Já vi muitas comemorações, aquelas com a nave caindo do lado de fora da casa e aquelas em que até mesmo as noites são quentes com o ardor do verão. Vi ceias fartas, com pratos variados, onde famílias inteiras se reuniam ao redor da mesa enquanto eu esperava sozinha do outro lado da sala até que todos estivessem satisfeitos e fosse hora de se juntarem a mim para a troca dos presentes espalhados por toda a minha base. Este sempre foi o momento de que eu mais gostava, pois todos pareciam felizes e realizados em minha presença e a sensação de dever cumprido me enchia. Infelizmente nem sempre é assim, tinham lugares onde as pessoas não tinham recursos para tanta fartura, ou quase nenhuma na verdade, porém eu sempre acreditei que eram nessas ocasiões que minha presença era mais importante, pois era nesse momento que o propósito da minha existência brilhava mais do que nunca. Não podia ter todos aqueles presentes ou toda aquela comida, mas eu estava lá para mostrar-lhes o significado da vida.

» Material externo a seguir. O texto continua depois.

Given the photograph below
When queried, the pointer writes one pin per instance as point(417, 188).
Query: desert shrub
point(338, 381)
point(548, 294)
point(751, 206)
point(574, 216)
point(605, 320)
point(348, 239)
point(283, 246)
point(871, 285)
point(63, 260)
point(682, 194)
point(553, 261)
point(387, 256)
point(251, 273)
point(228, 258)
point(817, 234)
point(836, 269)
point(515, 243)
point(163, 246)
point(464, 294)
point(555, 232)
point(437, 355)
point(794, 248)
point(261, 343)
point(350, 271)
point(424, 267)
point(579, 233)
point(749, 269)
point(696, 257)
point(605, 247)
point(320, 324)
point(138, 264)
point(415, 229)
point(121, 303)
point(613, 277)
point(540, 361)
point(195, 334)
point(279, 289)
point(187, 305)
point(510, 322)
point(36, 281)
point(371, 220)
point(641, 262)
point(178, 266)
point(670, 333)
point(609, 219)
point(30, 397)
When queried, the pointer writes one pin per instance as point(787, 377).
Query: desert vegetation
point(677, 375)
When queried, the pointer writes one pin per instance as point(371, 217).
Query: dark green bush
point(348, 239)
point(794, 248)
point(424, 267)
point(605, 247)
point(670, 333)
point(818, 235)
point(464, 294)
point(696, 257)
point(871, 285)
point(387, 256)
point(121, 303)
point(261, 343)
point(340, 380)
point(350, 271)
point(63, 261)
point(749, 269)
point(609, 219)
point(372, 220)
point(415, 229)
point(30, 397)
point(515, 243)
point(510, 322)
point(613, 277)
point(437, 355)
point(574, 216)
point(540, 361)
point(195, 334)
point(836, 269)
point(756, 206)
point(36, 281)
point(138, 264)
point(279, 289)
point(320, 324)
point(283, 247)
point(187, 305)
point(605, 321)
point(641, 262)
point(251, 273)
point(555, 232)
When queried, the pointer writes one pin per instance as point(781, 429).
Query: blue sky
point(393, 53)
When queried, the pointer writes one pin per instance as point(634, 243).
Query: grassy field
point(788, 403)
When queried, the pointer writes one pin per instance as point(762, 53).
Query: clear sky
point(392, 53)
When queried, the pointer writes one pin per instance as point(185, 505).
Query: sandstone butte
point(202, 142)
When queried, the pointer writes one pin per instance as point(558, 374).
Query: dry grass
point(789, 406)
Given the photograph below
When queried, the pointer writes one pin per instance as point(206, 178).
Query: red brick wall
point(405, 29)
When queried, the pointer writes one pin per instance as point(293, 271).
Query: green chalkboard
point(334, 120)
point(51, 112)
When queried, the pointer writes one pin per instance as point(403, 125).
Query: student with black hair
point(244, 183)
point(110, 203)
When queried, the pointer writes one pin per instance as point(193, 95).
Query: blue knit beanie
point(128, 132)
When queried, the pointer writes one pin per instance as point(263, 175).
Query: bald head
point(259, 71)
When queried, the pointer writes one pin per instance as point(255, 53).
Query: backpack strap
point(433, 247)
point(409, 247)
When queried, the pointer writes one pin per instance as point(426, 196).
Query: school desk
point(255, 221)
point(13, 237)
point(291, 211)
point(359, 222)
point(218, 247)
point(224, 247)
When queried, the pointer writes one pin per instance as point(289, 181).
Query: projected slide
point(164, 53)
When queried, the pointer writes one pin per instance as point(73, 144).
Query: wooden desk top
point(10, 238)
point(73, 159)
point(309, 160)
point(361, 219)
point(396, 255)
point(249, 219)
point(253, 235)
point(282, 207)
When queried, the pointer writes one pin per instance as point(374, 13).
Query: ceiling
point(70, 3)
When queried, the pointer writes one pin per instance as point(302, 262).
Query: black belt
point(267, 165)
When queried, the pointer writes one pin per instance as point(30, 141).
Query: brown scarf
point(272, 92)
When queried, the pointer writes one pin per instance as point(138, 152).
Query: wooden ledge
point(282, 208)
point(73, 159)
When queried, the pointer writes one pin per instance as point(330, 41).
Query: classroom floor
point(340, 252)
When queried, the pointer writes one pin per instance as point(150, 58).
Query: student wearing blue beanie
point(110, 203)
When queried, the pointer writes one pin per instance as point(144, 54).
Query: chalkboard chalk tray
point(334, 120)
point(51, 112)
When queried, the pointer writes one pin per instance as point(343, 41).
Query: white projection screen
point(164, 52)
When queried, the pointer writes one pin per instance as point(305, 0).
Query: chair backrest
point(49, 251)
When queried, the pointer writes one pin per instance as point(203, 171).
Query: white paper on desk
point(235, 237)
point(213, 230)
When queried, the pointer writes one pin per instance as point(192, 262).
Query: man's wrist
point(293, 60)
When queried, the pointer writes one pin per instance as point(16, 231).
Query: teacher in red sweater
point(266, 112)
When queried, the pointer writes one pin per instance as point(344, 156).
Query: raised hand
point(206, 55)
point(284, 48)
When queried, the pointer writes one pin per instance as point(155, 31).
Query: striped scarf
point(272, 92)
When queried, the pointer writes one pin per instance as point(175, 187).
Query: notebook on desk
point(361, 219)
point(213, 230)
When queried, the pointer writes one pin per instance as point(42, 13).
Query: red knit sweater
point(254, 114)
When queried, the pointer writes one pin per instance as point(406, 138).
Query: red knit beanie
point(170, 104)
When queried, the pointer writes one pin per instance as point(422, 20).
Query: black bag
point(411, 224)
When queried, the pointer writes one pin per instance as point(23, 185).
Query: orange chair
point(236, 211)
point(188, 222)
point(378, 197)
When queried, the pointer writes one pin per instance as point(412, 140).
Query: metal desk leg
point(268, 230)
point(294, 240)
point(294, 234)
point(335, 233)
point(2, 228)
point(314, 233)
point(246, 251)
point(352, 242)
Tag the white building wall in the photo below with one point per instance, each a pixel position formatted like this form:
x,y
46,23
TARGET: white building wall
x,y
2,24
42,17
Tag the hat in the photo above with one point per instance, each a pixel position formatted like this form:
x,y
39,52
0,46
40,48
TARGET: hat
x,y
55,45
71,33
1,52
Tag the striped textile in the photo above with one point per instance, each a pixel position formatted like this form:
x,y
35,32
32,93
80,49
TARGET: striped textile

Já está chegando a época da minha aparição novamente, as pessoas estão me colocando em suas casas desde o final de Novembro. Minha visita não é longa, dura um pouco mais do que um mês e nunca chega a dois, mas acredito que é o suficiente para fazer a diferença, afinal escuto algumas pessoas dizerem que é o período mais gostoso do ano. Depois vou embora de novo e só retorno na mesma estação do outro ano. Então aproveite minha presença, me enfeite como queira e me encha de luzes e cores, pois minha estadia é bem passageira. Enquanto isso estou aqui, silenciosamente na espreita, tentando cumprir o meu papel de encher seu coração de paz, esperança, alegria e vida para o outro ano que se inicia, assim minha falta não será tão grande.

Não sei quem é esse tal de Natal, mas onde estou com frequência ouço desejarem um deles feliz e sempre me pareceu algo positivo a se dizer já que o espírito de renovação que trago enche o ambiente quando ele está por perto. Por isso desejo à vocês um “Feliz Natal” e tudo que ele pode lhe trazer de bom, assim como minha presença.